Anne babalar davranışları düzeltmenin kurallarına ve yöntemlerine ilişkin bilgilerini artırarak çocuklarının daha iyi davranan, geçimli aile bireyleri olmalarına yardım edebilirler. İyi davranış da kötü davranış da çocuğun ödüllendirilmesi yoluyla oluşturulur. Kimi zaman, anne babalar çocuklarının kötü davranışını “farkında olmadan” ödüllendirerek pekiştirirler.

Yaşamımızdaki problemler, bireylerin zihninde önceki deneyimlerinden hareketle bir algı çerçevesi oluşturarak açıklanırlar. Dünyaya gözlerini yeni açmış bir bebeğin ağlayışı, bilinçli bir eylem değil, refleksif bir davranıştır. Dil gelişimi, çocuğun isteklerini karşılayacak kadar gelişmediği için çocuk, isteklerini belli bir yaşa kadar ağlayarak anlatır. Her ağladığında bir şeylerin yolunda gitmediğini annesine hissettiren çocuk, arzu ve isteklerinin yerine gelmediği durumlarda ağlamayı tercih edecektir.

Ağlamak, huysuzluk etmek bu yaştaki çocuklar için yerine getirilmesi zorunlu olan ihtiyaçların bir uzantısıdır. Ancak ileri yaşlarda isteklerin yerine getirilmesini sağlamak amacıyla bıktırma ve usandırma aracı olarak kullanılır. Ağlayıp sızlayarak istediklerini yerine getiren çocuk anne ve babasını usandırdığını ve isteklerinin bu yolla ödüllendirildiğini öğrenmiştir. Peki, ne yapılmalıdır? Çocuğunuzun bu türdeki olumsuz davranışlarını ödüllendirmez ya da cezalandırırsanız, davranışın gelecekte tekrarlanma olasılığı azalma eğiliminde olacaktır.
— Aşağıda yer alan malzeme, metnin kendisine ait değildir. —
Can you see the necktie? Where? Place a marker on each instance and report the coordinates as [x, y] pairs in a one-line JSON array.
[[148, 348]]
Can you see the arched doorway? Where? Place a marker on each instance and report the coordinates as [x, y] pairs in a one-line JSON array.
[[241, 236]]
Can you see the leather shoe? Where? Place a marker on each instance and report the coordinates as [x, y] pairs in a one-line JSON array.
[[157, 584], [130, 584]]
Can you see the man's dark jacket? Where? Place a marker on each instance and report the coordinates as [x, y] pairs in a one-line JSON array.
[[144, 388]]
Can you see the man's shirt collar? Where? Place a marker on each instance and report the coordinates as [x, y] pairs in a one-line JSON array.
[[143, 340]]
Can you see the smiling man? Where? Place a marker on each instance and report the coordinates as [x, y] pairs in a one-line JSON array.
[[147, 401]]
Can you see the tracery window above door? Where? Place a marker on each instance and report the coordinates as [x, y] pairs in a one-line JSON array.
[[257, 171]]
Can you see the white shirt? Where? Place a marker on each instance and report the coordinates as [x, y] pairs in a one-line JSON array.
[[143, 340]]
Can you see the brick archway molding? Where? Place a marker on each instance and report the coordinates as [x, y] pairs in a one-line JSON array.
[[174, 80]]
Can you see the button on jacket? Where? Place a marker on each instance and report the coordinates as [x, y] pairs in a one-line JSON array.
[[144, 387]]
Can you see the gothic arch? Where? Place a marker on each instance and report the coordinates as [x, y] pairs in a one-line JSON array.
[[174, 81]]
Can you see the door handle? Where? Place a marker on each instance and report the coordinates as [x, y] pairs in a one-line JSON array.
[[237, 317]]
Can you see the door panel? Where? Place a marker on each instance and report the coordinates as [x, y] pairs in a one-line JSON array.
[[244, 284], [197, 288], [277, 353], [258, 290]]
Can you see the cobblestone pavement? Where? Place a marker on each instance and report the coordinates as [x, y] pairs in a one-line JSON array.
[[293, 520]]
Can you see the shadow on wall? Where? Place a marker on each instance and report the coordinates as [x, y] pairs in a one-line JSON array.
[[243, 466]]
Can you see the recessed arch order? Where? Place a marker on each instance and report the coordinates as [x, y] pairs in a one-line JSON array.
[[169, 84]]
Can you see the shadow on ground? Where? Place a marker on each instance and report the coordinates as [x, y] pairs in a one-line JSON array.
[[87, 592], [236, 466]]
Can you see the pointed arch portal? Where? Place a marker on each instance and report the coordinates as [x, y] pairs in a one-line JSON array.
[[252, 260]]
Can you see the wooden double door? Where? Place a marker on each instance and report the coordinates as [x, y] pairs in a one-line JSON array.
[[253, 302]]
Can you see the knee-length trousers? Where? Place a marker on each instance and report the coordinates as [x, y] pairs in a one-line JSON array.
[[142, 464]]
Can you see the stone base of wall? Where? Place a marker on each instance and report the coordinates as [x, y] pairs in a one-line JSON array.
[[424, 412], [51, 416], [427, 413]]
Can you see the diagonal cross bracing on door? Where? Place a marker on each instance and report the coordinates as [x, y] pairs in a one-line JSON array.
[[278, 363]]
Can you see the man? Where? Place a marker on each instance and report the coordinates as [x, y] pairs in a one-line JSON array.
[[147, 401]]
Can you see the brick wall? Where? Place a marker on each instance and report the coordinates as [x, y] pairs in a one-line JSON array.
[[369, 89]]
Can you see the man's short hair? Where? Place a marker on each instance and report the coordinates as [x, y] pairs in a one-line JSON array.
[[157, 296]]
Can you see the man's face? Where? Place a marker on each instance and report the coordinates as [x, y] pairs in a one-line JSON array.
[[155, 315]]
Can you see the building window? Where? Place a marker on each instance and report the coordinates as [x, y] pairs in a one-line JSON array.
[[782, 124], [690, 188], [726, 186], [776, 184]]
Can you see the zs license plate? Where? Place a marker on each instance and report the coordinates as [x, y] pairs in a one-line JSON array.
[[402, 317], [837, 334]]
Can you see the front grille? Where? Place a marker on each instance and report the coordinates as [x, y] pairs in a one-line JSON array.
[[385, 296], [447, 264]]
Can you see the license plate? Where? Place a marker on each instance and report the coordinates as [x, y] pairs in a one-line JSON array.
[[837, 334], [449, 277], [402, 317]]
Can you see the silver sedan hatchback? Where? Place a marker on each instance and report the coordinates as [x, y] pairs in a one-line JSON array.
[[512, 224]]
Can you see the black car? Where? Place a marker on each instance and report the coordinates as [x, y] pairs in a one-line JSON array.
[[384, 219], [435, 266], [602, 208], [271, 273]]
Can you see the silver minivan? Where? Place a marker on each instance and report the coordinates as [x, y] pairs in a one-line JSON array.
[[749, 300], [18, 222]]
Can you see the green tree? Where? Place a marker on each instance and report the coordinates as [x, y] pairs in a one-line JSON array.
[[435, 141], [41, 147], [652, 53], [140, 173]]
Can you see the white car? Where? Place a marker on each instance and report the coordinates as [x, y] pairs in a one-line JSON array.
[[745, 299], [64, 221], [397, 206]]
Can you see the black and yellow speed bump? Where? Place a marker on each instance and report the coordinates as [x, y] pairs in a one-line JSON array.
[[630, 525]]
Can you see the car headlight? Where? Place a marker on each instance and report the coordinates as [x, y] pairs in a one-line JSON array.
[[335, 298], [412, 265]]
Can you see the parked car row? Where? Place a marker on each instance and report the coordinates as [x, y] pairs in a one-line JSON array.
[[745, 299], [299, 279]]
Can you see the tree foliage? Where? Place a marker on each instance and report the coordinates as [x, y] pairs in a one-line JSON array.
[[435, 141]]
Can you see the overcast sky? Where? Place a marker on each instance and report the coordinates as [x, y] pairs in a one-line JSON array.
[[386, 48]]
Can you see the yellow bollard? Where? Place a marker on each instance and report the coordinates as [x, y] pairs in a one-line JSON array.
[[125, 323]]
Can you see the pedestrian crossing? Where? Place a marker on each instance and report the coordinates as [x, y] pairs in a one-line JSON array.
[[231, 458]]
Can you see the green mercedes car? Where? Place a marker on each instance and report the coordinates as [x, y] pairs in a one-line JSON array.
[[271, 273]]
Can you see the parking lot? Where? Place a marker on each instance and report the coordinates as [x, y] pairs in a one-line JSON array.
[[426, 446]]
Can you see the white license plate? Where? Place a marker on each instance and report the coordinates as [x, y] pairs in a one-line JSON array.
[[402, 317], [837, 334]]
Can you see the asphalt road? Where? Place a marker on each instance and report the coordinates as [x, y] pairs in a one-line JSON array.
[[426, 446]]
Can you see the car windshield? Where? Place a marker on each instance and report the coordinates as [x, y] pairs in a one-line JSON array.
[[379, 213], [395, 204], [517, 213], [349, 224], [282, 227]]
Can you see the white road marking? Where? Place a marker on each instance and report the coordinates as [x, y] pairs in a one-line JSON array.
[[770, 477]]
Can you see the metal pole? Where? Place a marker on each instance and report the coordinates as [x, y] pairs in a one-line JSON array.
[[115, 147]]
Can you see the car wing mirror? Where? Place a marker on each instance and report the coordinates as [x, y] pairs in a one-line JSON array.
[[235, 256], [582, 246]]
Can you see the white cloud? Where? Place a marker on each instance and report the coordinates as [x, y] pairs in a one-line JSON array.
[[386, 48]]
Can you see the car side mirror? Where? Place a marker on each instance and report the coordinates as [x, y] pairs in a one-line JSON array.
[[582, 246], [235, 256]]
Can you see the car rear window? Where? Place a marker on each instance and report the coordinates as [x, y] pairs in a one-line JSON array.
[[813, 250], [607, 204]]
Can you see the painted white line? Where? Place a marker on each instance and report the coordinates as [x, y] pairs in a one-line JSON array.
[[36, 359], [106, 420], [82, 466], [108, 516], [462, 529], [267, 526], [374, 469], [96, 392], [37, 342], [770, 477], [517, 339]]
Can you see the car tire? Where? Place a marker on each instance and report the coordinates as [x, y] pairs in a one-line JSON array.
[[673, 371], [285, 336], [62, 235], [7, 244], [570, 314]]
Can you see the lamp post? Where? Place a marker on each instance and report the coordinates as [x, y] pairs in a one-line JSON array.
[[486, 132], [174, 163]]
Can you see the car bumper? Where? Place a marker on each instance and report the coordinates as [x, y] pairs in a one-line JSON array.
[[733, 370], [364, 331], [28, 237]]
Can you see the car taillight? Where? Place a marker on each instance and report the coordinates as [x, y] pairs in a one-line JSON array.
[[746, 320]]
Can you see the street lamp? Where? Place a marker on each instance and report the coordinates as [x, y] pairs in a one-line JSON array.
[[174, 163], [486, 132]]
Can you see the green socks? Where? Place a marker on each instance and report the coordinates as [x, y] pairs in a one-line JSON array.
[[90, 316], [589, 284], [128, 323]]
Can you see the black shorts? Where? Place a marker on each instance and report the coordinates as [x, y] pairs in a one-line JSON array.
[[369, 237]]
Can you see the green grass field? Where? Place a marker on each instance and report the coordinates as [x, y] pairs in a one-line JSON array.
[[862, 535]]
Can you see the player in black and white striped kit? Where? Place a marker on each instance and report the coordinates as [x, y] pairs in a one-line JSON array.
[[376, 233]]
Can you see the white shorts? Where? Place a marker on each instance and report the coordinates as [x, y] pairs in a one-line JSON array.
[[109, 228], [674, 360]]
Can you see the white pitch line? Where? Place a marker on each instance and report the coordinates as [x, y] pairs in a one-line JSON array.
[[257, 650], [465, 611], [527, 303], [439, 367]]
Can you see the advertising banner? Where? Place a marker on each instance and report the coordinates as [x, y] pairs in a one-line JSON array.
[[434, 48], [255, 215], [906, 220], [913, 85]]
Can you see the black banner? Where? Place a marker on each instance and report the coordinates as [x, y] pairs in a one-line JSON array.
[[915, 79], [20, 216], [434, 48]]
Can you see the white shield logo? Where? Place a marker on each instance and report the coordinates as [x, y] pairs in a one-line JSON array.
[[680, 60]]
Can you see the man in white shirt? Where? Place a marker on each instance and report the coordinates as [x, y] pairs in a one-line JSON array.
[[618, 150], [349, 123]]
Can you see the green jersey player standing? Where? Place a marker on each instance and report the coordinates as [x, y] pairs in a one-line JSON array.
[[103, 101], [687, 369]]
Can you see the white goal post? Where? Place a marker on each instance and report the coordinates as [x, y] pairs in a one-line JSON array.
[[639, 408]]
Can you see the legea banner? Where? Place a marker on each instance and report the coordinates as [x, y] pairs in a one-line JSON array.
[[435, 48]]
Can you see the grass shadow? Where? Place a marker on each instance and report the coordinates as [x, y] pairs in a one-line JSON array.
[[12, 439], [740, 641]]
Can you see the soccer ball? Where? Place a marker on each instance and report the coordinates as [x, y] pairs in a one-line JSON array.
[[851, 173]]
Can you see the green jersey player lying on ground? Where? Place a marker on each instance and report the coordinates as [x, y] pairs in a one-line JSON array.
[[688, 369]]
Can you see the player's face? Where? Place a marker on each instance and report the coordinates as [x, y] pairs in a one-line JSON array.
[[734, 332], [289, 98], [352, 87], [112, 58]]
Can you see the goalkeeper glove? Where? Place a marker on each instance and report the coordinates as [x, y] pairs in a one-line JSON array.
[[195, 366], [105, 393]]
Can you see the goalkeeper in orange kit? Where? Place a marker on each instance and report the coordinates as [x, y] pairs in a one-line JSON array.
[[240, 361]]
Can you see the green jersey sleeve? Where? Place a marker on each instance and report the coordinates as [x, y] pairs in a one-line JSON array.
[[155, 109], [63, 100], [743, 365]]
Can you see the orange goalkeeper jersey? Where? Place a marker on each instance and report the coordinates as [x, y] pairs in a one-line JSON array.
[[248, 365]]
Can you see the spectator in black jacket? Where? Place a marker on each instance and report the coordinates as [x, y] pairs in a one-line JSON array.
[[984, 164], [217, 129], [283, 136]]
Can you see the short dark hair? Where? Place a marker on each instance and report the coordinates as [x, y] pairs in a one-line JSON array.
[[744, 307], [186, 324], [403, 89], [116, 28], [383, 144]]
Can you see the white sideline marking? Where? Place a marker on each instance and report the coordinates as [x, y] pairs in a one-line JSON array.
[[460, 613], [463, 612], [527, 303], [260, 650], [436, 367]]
Davranış ve uyum sorunları, yukarıda sözünü ettiğimiz gibi hatalı anne-baba tutumlarına bağlı olarak ortaya çıkabilir. Bazen de, davranış sorunu başka bir faktöre bağlı olarak ortaya çıkar, ancak hatalı anne-baba tutumları nedeniyle, tırmanarak artabilir, yeni uyum ve davranış bozukluklarının ortaya çıkmasına neden olabilir ve özgüven eksikliği, içe kapanıklık, aşırı kaygılı olma gibi sorunların ortaya çıkmasına katkıda bulunarak kişilik gelişimini olumsuz etkileyebilir.

 

Uyum ve davranış bozukluğu geliştiren çocukların anne-babalarının hatalı tutumları aşağıdaki gibi özetlenebilir:

Ø        Anne-babalar çocuklarının bilinçli olarak belirli davranışları yaptıklarını düşünerek sorunu görmezden gelir veya davranışı ve çocuğu baskı altına almaya çalışır. Oysaki çocukların çok büyük bir çoğunluğu, bilinçli olarak bu davranışları sergilemez. Çevrelerine bir mesaj vermek için, yani rahatsız oldukları durumları ifade etmek için bunu yaparlar.

Ø        Anne-babalar sorunu gidermek için, davranışı yapan çocuğu küçük düşürücü, aşağılayıcı ve suçlayıcı tavırlar sergileyebilirler. Bazı aileler sorunu gidermek için çeşitli ceza yöntemlerine, hatta şiddete bile başvurmaktadırlar. Mastürbasyon yapan çocuğa ceza vermek, parmağını emen çocuğun ağzına biber sürmek ve altını ıslatan çocuğu deşifre etmek bu tip tutumlara örnek olarak verilebilir. Ailelerin, cezadan ve suçlayıcı tavırlardan uzak durmaları gerekir. Bu tip baskıcı tutumlar sorunu artırmaktan başka bir işe yaramaz.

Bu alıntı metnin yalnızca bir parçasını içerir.